Over corn flakes on Monday morning Papa told me not to bother coming down to the shop after school. Business was going to be slow thanks to the weather, and I could make myself more useful at home. But I surprised myself by arguing that I would rather go to work; in the apartment I would only be in the way. Already the place was filling up, somewhat vulture-like, with Mama’s friends from the local synagogue auxiliary. Offering a token assistance invariably diverted by gossip, they doted more on the visiting doctor (a bachelor) than on the failing patient herself.
Meanwhile Grandpa Isador, a tallis draped over his head like a cloth drap
ed ineffectively over a canary cage, warbled prayers as unrelenting as the rain. Uncle Morris came and went, preceded by a paunch that strained the limits of his corsetlike waistcoat, blustering all the while as if he believed that God could be bribed. His stale cigar competed with the carbolic acid and atomizers of cheap perfume, deployed by the ladies in their futile efforts at fumigation. Compared to all this, the pawnshop was a regular safe haven. And it wasn’t fair that my father, with whom I’d endured a trial by hurricane, should keep the benefits of his sanctuary to himself.
She died toward the end of the week. I knew it even before Dr. Seligman, sloping out as I entered, gave me his sympathetic cluck of the tongue. I knew it before I saw Mama being fanned by the Hadassah ladies as they coaxed her to take a cup of tea. I knew it the moment I opened the door and for once my stomach didn’t churn or my eyes smart from the smell. For once you could inhale the fresh challah that the Ridblatts were baking downstairs.

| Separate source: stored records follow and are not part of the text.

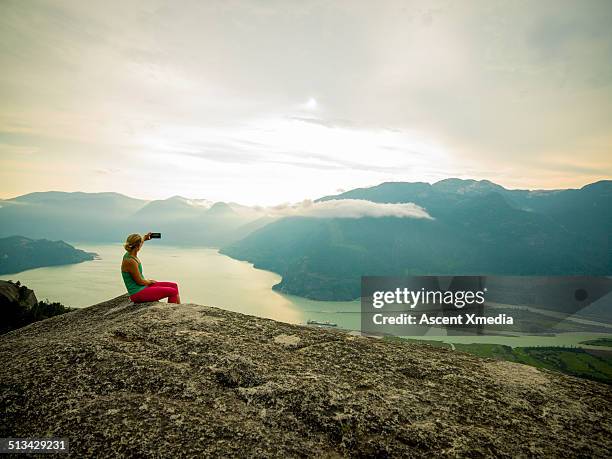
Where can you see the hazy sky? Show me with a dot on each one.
(263, 102)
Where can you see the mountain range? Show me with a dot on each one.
(110, 217)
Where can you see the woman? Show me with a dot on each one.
(141, 289)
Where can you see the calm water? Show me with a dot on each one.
(207, 277)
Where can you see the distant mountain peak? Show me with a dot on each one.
(467, 186)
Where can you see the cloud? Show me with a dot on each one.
(348, 208)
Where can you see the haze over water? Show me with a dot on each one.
(210, 278)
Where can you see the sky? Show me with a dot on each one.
(266, 102)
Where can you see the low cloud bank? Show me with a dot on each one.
(348, 208)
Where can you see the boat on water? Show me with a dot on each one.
(325, 323)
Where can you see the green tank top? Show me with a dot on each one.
(128, 280)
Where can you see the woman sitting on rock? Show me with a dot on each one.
(140, 289)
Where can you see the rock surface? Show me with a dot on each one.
(165, 380)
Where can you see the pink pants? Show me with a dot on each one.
(156, 292)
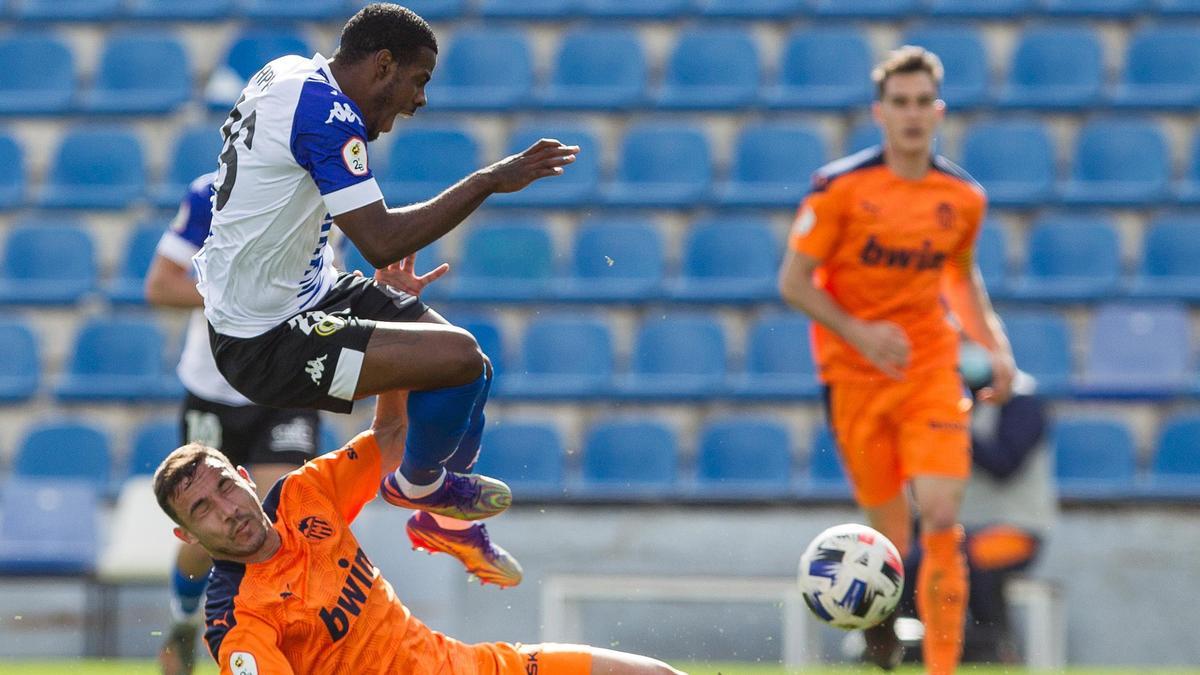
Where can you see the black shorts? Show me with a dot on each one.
(250, 435)
(312, 360)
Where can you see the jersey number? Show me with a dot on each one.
(228, 172)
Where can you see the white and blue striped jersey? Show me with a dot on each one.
(185, 236)
(295, 155)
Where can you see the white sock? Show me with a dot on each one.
(418, 491)
(447, 523)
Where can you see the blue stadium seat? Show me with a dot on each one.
(484, 70)
(1162, 69)
(47, 263)
(771, 166)
(139, 73)
(1071, 258)
(95, 168)
(12, 173)
(1014, 160)
(825, 69)
(597, 69)
(1093, 458)
(48, 527)
(293, 10)
(711, 69)
(527, 455)
(1138, 351)
(1170, 260)
(863, 136)
(617, 258)
(527, 10)
(425, 161)
(577, 187)
(661, 166)
(118, 359)
(1176, 464)
(1099, 9)
(630, 458)
(504, 260)
(978, 9)
(1042, 347)
(563, 357)
(66, 10)
(40, 76)
(677, 356)
(827, 478)
(751, 9)
(1055, 67)
(743, 457)
(153, 442)
(64, 451)
(634, 9)
(196, 153)
(21, 368)
(174, 10)
(779, 360)
(729, 260)
(127, 288)
(965, 58)
(1120, 163)
(991, 257)
(865, 9)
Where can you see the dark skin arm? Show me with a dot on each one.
(385, 236)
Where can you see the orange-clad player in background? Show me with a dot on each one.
(883, 238)
(292, 590)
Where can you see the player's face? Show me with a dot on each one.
(220, 511)
(910, 112)
(401, 94)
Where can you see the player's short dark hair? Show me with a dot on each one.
(178, 469)
(385, 25)
(905, 60)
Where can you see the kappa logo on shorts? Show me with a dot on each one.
(317, 369)
(243, 663)
(323, 324)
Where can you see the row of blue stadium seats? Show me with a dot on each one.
(1132, 352)
(827, 67)
(622, 258)
(562, 10)
(1116, 162)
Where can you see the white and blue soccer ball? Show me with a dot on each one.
(851, 577)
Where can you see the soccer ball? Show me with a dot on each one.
(851, 577)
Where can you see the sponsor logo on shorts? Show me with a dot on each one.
(315, 529)
(317, 369)
(243, 663)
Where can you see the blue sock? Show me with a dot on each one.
(468, 447)
(187, 592)
(437, 419)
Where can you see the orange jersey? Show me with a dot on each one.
(883, 243)
(319, 605)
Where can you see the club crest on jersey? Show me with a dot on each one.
(243, 663)
(354, 155)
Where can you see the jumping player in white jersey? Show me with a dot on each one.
(288, 330)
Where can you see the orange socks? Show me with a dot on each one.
(942, 598)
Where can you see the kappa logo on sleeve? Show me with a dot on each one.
(243, 663)
(354, 154)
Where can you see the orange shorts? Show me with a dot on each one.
(891, 431)
(503, 658)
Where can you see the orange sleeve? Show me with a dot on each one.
(250, 649)
(349, 476)
(819, 220)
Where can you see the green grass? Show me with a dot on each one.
(149, 668)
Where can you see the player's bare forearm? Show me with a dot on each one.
(168, 285)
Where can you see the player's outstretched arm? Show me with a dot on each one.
(385, 236)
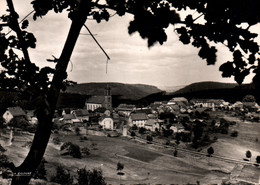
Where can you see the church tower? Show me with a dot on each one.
(108, 98)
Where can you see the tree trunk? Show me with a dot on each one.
(25, 171)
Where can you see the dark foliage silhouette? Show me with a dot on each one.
(218, 22)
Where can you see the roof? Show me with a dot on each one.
(207, 101)
(138, 116)
(68, 116)
(16, 111)
(81, 112)
(150, 122)
(126, 107)
(96, 99)
(175, 107)
(177, 99)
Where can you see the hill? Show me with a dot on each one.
(228, 91)
(124, 91)
(221, 91)
(202, 86)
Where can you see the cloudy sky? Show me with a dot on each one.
(171, 64)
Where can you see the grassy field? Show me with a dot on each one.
(146, 164)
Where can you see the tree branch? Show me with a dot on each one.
(17, 29)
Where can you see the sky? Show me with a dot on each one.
(170, 64)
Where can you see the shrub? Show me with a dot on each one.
(175, 153)
(40, 172)
(258, 159)
(19, 122)
(90, 177)
(85, 150)
(82, 138)
(77, 130)
(134, 127)
(133, 134)
(2, 149)
(234, 133)
(210, 151)
(56, 140)
(62, 177)
(72, 149)
(248, 154)
(142, 130)
(120, 166)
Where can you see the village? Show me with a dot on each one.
(175, 129)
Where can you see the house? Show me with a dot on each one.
(179, 101)
(106, 122)
(251, 106)
(152, 124)
(125, 109)
(81, 114)
(238, 105)
(207, 103)
(69, 119)
(95, 102)
(13, 112)
(138, 119)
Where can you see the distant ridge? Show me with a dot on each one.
(202, 86)
(124, 91)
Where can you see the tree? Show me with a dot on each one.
(120, 167)
(210, 151)
(41, 172)
(249, 98)
(220, 23)
(87, 177)
(257, 159)
(248, 154)
(149, 138)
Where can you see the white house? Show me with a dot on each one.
(13, 112)
(138, 119)
(107, 123)
(152, 124)
(81, 114)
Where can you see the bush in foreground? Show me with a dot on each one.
(72, 149)
(62, 177)
(87, 177)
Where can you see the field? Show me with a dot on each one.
(149, 164)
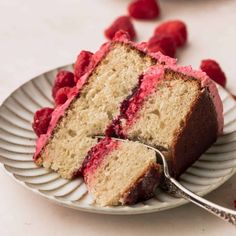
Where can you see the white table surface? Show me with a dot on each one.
(36, 36)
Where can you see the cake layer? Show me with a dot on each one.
(121, 172)
(177, 114)
(94, 108)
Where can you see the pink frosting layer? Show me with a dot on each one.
(60, 110)
(152, 75)
(97, 57)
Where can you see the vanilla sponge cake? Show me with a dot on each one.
(95, 103)
(175, 109)
(119, 172)
(130, 93)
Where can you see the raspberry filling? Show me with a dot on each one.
(130, 106)
(96, 155)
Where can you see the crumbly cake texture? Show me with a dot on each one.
(173, 109)
(131, 94)
(115, 74)
(119, 172)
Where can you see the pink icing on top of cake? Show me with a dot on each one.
(97, 57)
(148, 82)
(144, 48)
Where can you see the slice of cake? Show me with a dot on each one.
(175, 109)
(92, 106)
(119, 172)
(132, 94)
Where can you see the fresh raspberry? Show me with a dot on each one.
(176, 29)
(62, 95)
(144, 9)
(121, 34)
(82, 64)
(42, 119)
(63, 79)
(162, 43)
(121, 23)
(213, 70)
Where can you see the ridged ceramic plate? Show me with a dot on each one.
(17, 145)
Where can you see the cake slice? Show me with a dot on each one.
(132, 94)
(119, 172)
(175, 109)
(93, 105)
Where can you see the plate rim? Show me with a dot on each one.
(109, 210)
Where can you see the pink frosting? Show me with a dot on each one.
(152, 72)
(60, 110)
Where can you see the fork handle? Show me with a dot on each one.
(178, 189)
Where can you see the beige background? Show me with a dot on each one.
(36, 36)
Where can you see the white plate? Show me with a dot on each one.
(17, 144)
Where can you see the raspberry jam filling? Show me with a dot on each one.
(97, 154)
(130, 106)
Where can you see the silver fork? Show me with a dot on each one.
(178, 190)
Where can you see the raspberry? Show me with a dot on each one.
(121, 34)
(82, 64)
(42, 119)
(176, 29)
(63, 79)
(144, 9)
(62, 95)
(213, 70)
(162, 43)
(122, 23)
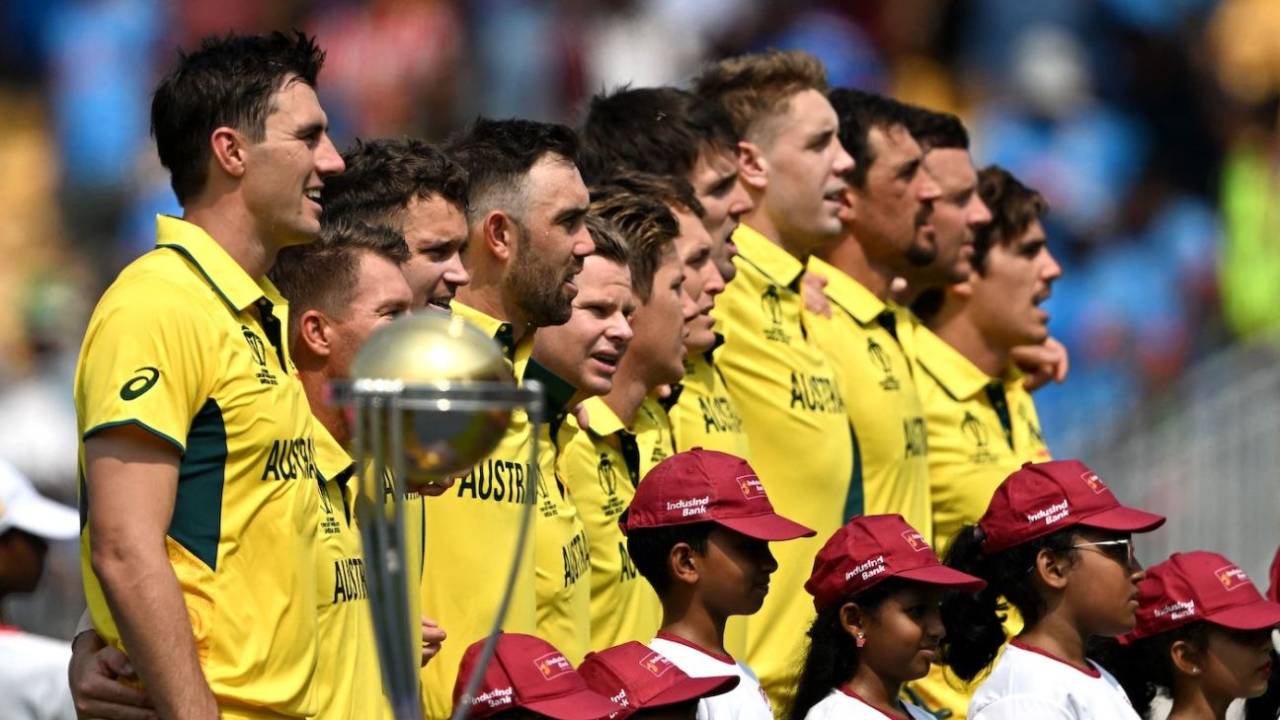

You could identify garlic and orange pekoe, molasses and rising damp, all the odors that had surfaced since their yoke of oppression was lifted. Whatever the corruption that had occupied old Zippe’s brittle anatomy, it had finally fled. It had escaped, presumably along with her soul, into the great out-of-doors—which smelled, as I’d sniffed it on the trolley ride home from the shop, unmistakably of fish.
When I came in, my mother excused herself from her ministering ladies to ask in an accusatory tone, “Where’s your father?” The question was of course rhetorical, since where else would he be but in the pawnshop, where I’d left him not half an hour before. Nevertheless, she succeeded in making me feel guilty by association, as if I might be covering up for something unseemly. As if, instead of attending to business, my father and I had been lying doggo, afraid of facing the music of Zippe’s inevitable end.
In the midst of gloating over my discomfort, Mama suddenly unsmirked her lips. She rolled her eyes and slapped her forehead theatrically, maybe for the sake of the ladies, then recalled aloud, silly her, that in her shock she had forgotten to phone her husband. It was not an oversight you’d have expected of Mama, for whom the telephone was ordinarily an extension of her arm.